Sunday, December 1, 2013

Writing With A Chronic Illness

Sometimes the hardest thing in the world is to think. To have a coherent thought. To be able to form a sentence regardless of the pain that you're feeling. To feel motivated to finish a paragraph. To care enough to check for grammar. To feel desperate to create by smiting that nagging, blinking cursor on the screen.

It's easier to hide under a mountain of pillows, chuck some pills, and stare in a daze. It's easier to stuck in a good novel on my Kindle while my manuscripts suffers silently. My characters are left in suspended animation waiting on resolution to a conflict. Waiting for that inciting incident that's going to take their lives from order to chaos; a simple scientific lesson on entropy.

There are many days that I've sat and watched the cursor blink away at my face....taunting me that I'm not getting anything done. Then there are days that I've looked up and twenty pages have passed...and I'm still writing.

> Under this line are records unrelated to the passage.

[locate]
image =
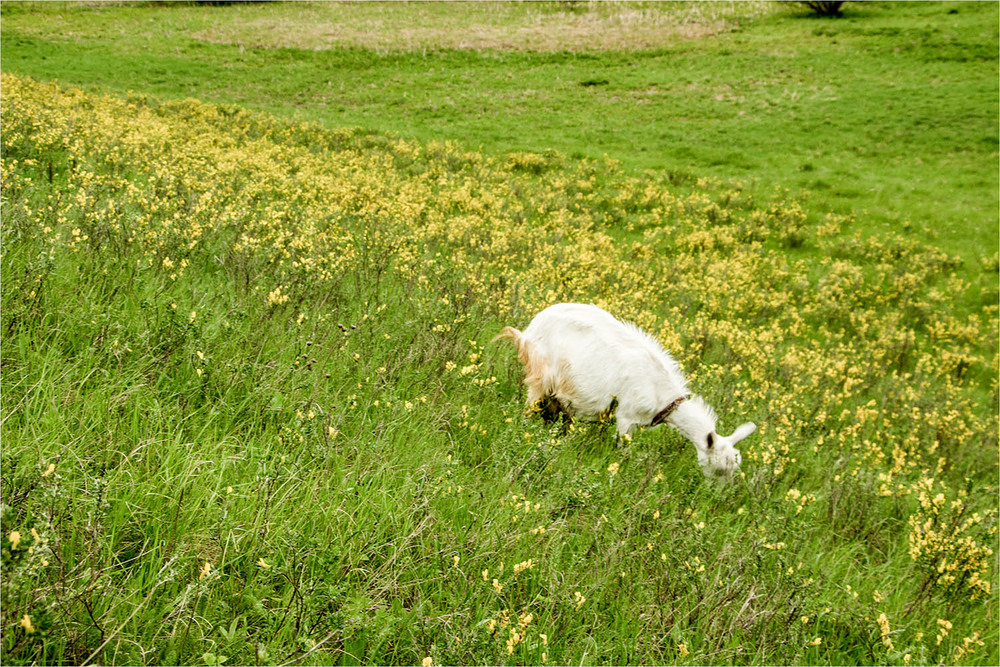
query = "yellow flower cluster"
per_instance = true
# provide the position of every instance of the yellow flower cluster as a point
(942, 541)
(862, 352)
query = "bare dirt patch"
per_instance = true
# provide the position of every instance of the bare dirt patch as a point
(516, 26)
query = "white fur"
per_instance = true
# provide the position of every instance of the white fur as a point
(585, 358)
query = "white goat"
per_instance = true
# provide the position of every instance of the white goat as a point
(585, 360)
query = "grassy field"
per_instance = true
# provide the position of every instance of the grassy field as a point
(876, 114)
(252, 414)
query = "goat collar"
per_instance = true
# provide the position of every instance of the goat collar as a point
(662, 415)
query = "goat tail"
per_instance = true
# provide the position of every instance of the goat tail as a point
(524, 348)
(511, 334)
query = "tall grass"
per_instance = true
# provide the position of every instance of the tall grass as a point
(251, 413)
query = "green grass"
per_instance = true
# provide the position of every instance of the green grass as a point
(878, 113)
(263, 345)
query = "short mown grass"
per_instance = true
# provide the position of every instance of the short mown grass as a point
(889, 112)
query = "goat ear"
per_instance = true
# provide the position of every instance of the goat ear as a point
(742, 431)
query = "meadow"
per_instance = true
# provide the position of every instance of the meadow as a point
(252, 413)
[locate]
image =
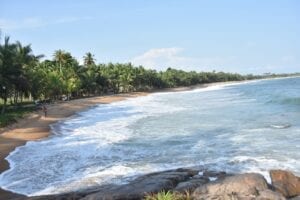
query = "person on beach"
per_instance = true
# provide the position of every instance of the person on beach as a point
(45, 110)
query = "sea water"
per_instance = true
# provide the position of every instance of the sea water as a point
(248, 127)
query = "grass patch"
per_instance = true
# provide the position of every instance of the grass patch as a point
(13, 113)
(168, 196)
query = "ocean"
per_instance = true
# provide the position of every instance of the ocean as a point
(241, 127)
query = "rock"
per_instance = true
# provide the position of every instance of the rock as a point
(270, 195)
(295, 198)
(191, 184)
(238, 186)
(285, 182)
(138, 188)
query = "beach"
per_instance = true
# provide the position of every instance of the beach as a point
(35, 126)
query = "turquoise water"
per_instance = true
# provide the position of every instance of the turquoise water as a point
(248, 127)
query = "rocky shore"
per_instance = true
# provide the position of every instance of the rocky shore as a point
(200, 184)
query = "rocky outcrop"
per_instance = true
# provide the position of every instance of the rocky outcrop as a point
(244, 186)
(201, 184)
(151, 183)
(285, 182)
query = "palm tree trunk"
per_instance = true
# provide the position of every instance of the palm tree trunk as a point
(4, 106)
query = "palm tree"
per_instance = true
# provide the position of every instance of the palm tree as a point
(62, 58)
(9, 69)
(89, 59)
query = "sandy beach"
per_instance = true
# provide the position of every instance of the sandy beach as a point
(35, 126)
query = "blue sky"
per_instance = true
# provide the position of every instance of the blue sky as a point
(245, 36)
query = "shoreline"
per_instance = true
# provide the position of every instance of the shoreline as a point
(35, 127)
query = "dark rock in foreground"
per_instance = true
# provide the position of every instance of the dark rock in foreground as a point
(201, 185)
(243, 186)
(285, 182)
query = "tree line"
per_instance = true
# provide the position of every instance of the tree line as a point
(24, 75)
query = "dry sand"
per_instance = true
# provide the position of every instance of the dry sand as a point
(35, 126)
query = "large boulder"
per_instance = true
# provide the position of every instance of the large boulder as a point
(243, 186)
(138, 188)
(285, 182)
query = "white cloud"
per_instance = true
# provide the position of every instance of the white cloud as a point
(162, 58)
(35, 22)
(288, 59)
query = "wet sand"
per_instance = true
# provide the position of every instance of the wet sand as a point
(35, 126)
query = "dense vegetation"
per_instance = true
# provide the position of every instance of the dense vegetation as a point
(24, 75)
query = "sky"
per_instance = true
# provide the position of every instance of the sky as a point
(243, 36)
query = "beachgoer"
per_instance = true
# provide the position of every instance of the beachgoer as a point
(45, 110)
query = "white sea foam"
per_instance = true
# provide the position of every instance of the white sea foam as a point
(221, 127)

Those days I try to take advantage of because who knows when I'll be able to write again. I try not to think about other writers out there, churning out books, blogs, and articles like nothing. I try not to think of those writers who get up at seven am in the morning and write until lunch time. Or those writers that take their show on the road and have several pages completed daily. What are they doing that I'm not? Do I make excuses for myself because of my illness or do I realize that I have more time on my hands than I've ever had before?

I guess both are true. On days that I don't feel well, then I don't push it. Besides, whatever I do write comes out like crap anyway. I try to keep a pen nearby with my trusty legal pad and jot ideas down. Sometimes I like to "free write". That's when I just type whatever comes to my head. On days that I do feel okay, I try to write something...anything. This is why an outline is the best way to go when writing a book. I've been stuck on my current book so long I don't know what to do anymore. I get as lost as a toddler in a mall. Stuck and not loving it.

So excuses don't help anyone. I'm sure the writers who aren't slackers will tell you that. How else can you get anything done?